The proper observance of a religious fast demands that not only is the man to abstain from meals on that particular day, but that he shall not take any food even on the next, until he has fed another; and then only is the fast considered complete. This sequel to a fast is known as its Paran and its preparatory rites are called the Sanjut. The hunter, of course, knew nothing of the fast or of the Paran beyond the fact that it was a day of forced starvation to him and to his family, brought upon them by one of the inevitable games of fate. But through this unforeseen mischief of destiny, as he certainly took it to be at the time, he had unconsciously earned not only the merits of the fast itself, but those of the Paran as well. The hunter lived for many years thereafter, without any idea of his spiritual gains, until, when the hour of death came, he became aware of two spirit-messengers from God Shiva, sent down for the purpose of conducting the soul of the pious hunter to the abodes of the blessed, on Mount Kailash, the paradise of Shiva. It was only then that he learned for the first time that he had been so richly rewarded for his observance of a fast on the day of Mahashivratri, that too accidentally, which had been much beyond his control – that swift sunset which had overtaken him within the depths of that dark forest, whereupon he had been obliged to take refuge over the tall branches of a bilva tree, spend a night of hunger, shedding tears along with the withered bilva leaves.

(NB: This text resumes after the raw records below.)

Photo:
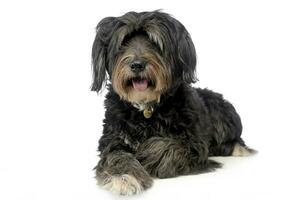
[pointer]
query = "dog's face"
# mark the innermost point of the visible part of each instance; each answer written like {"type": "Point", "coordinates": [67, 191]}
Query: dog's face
{"type": "Point", "coordinates": [143, 55]}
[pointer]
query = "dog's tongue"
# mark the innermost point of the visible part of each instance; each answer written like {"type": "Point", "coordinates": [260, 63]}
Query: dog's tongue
{"type": "Point", "coordinates": [140, 85]}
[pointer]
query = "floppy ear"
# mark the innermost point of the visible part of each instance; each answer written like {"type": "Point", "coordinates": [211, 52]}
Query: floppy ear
{"type": "Point", "coordinates": [99, 52]}
{"type": "Point", "coordinates": [187, 57]}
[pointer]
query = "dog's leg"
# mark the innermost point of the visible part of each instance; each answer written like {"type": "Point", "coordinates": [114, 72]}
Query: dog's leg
{"type": "Point", "coordinates": [120, 173]}
{"type": "Point", "coordinates": [167, 157]}
{"type": "Point", "coordinates": [242, 150]}
{"type": "Point", "coordinates": [236, 148]}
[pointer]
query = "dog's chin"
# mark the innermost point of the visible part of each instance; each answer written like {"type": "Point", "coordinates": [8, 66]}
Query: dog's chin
{"type": "Point", "coordinates": [141, 90]}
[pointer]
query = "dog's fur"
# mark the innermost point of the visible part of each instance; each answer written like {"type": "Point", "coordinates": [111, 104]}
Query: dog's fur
{"type": "Point", "coordinates": [185, 126]}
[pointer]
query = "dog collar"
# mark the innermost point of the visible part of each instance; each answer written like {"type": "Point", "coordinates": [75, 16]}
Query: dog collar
{"type": "Point", "coordinates": [147, 109]}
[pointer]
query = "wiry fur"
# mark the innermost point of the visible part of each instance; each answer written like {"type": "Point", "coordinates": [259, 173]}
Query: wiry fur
{"type": "Point", "coordinates": [187, 124]}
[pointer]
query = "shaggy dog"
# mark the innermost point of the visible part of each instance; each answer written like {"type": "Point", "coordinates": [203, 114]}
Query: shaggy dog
{"type": "Point", "coordinates": [156, 124]}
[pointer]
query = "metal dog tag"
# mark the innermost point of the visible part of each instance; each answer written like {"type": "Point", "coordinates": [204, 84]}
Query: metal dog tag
{"type": "Point", "coordinates": [148, 112]}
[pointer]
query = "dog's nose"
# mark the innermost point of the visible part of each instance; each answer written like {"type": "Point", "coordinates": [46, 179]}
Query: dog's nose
{"type": "Point", "coordinates": [137, 66]}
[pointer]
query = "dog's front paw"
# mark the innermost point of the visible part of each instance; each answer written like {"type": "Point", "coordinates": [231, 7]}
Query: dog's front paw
{"type": "Point", "coordinates": [124, 185]}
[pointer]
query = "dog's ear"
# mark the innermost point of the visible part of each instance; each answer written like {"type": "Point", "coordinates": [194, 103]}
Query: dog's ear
{"type": "Point", "coordinates": [186, 55]}
{"type": "Point", "coordinates": [99, 52]}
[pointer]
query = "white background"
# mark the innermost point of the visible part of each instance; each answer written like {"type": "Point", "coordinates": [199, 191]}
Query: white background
{"type": "Point", "coordinates": [50, 121]}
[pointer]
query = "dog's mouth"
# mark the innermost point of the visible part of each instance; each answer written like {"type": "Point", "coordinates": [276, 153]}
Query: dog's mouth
{"type": "Point", "coordinates": [140, 84]}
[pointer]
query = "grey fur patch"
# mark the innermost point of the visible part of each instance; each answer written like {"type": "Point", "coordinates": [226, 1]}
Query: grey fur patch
{"type": "Point", "coordinates": [121, 173]}
{"type": "Point", "coordinates": [163, 157]}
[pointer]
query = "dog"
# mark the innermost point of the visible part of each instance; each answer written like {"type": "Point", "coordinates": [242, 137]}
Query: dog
{"type": "Point", "coordinates": [156, 124]}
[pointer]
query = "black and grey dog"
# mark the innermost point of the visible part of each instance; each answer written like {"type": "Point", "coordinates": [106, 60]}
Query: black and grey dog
{"type": "Point", "coordinates": [156, 124]}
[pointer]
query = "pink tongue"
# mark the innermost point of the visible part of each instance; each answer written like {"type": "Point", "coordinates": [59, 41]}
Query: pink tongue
{"type": "Point", "coordinates": [140, 85]}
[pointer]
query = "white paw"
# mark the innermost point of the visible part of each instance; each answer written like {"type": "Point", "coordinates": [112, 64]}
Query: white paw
{"type": "Point", "coordinates": [123, 185]}
{"type": "Point", "coordinates": [240, 150]}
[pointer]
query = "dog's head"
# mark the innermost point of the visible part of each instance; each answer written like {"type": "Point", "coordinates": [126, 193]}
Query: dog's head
{"type": "Point", "coordinates": [143, 54]}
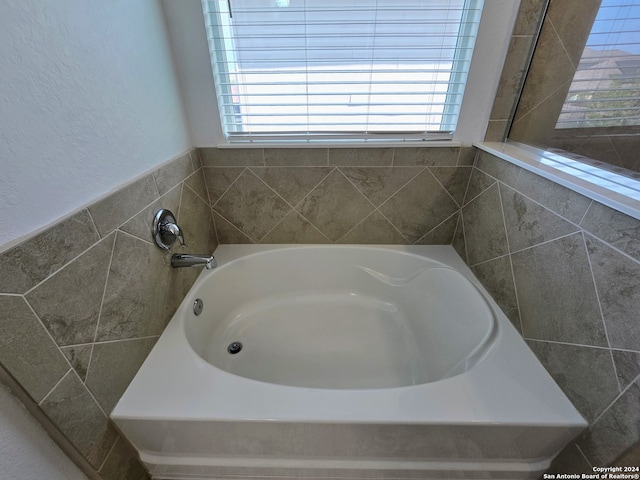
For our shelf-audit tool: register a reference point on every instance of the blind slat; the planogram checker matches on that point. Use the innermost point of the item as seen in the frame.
(283, 69)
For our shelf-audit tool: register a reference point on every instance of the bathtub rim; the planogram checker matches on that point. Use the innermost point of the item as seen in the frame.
(170, 369)
(477, 354)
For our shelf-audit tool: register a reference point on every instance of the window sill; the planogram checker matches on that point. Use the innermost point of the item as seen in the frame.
(611, 189)
(334, 144)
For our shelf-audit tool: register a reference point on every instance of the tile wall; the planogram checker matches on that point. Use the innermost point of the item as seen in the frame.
(566, 271)
(320, 195)
(84, 301)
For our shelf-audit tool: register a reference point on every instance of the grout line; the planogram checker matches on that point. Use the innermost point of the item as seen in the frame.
(604, 323)
(466, 190)
(566, 52)
(464, 237)
(234, 226)
(108, 453)
(53, 388)
(104, 294)
(132, 339)
(93, 222)
(442, 185)
(51, 275)
(213, 224)
(229, 187)
(48, 333)
(566, 343)
(612, 403)
(546, 242)
(513, 275)
(612, 247)
(422, 169)
(184, 183)
(457, 212)
(583, 455)
(585, 215)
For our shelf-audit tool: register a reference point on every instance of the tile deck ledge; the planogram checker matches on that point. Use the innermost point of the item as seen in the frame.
(611, 189)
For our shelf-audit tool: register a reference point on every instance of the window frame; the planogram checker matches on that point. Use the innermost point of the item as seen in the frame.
(188, 40)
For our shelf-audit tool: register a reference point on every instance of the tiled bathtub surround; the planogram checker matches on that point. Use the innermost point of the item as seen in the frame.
(566, 271)
(350, 195)
(84, 302)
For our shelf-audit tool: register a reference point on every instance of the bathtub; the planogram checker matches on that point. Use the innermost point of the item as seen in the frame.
(343, 362)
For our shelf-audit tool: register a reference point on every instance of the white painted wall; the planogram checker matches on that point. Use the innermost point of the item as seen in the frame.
(26, 451)
(88, 100)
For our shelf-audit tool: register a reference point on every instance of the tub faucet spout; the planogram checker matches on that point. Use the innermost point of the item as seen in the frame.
(193, 260)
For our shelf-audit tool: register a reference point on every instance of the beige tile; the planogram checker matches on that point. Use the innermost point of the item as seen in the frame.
(374, 230)
(512, 78)
(113, 366)
(79, 357)
(219, 179)
(615, 228)
(74, 411)
(617, 281)
(296, 157)
(228, 233)
(560, 200)
(442, 234)
(615, 431)
(252, 206)
(231, 157)
(572, 21)
(27, 352)
(556, 293)
(496, 131)
(484, 230)
(193, 218)
(196, 183)
(529, 223)
(174, 172)
(68, 302)
(426, 156)
(136, 291)
(361, 157)
(31, 261)
(122, 463)
(550, 69)
(586, 375)
(499, 169)
(335, 206)
(378, 184)
(419, 206)
(111, 212)
(467, 156)
(454, 179)
(141, 225)
(529, 17)
(497, 277)
(292, 183)
(294, 228)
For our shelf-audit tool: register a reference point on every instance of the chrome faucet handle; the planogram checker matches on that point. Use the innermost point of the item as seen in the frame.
(165, 230)
(172, 229)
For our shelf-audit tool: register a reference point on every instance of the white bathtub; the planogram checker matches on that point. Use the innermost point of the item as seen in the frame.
(356, 362)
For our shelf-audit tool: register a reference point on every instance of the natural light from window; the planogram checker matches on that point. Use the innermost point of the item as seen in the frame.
(340, 69)
(605, 91)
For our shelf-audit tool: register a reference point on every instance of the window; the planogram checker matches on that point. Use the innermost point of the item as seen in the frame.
(605, 91)
(340, 69)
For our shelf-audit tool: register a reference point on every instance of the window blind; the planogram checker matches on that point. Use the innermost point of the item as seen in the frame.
(605, 91)
(340, 69)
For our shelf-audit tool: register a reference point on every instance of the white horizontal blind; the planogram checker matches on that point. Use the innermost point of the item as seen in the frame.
(340, 69)
(605, 91)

The Mahabharat legend adds that the hunter lived in the paradise of Shiva for thousands of years, at the end of which he was transported to a higher heaven, called Indra Loka, the home of Indra, ruler of the skies, where he spent an enormous length of time in the enjoyment of ineffable bliss. He was then promoted to a loftier heaven still, called the Brahma Loka, the abode of Brahma, the Creator; and finally he was elevated to Vaikuntha, the highest heaven, the celestial mansion of Vishnu himself.
After living in these other blissful regions for long ages of time, the hunter was born again on earth, as heir to the kings of the Ikshvaku dynasty, and came to bear his present name of Chitra Bhanu. By special favour of God Shiva, Chitra Banu retained the memory of his past life and in his new kingly guise, the hunter had pledged to observe this annual fast, by the inadvertently observance of which, he had reaped such a rich harvest of both earthly and spiritual felicity.
The Mahashivratri fast is observed to this day in the form in which king Chitra Bhanu is believed to have observed it. Those who undertake it abstain from food and drink during the day, and at night they worship God Shiva, either in their own house or in some neighbouring Shiva temple, by themselves or through the medium of a priest. The ordinary villagers content themselves by pouring water on the image of Shiva; whereas the rich conduct elaborate rites with costly offerings to the God and substantial gifts to the poor. The offerings that are deemed essential are bilva leaves, dhatura, rice and water, preferably water from the holy river Ganges, failing which, water from any stream or consecrated well or tank. At the conclusion of the worship, wherever it is conducted with some ceremony, the priest or the head of the family recounts to the assembled company of worshippers the above related legend of the hunter who became a king. Listening to this tale itself is believed to shower the listener with blessings.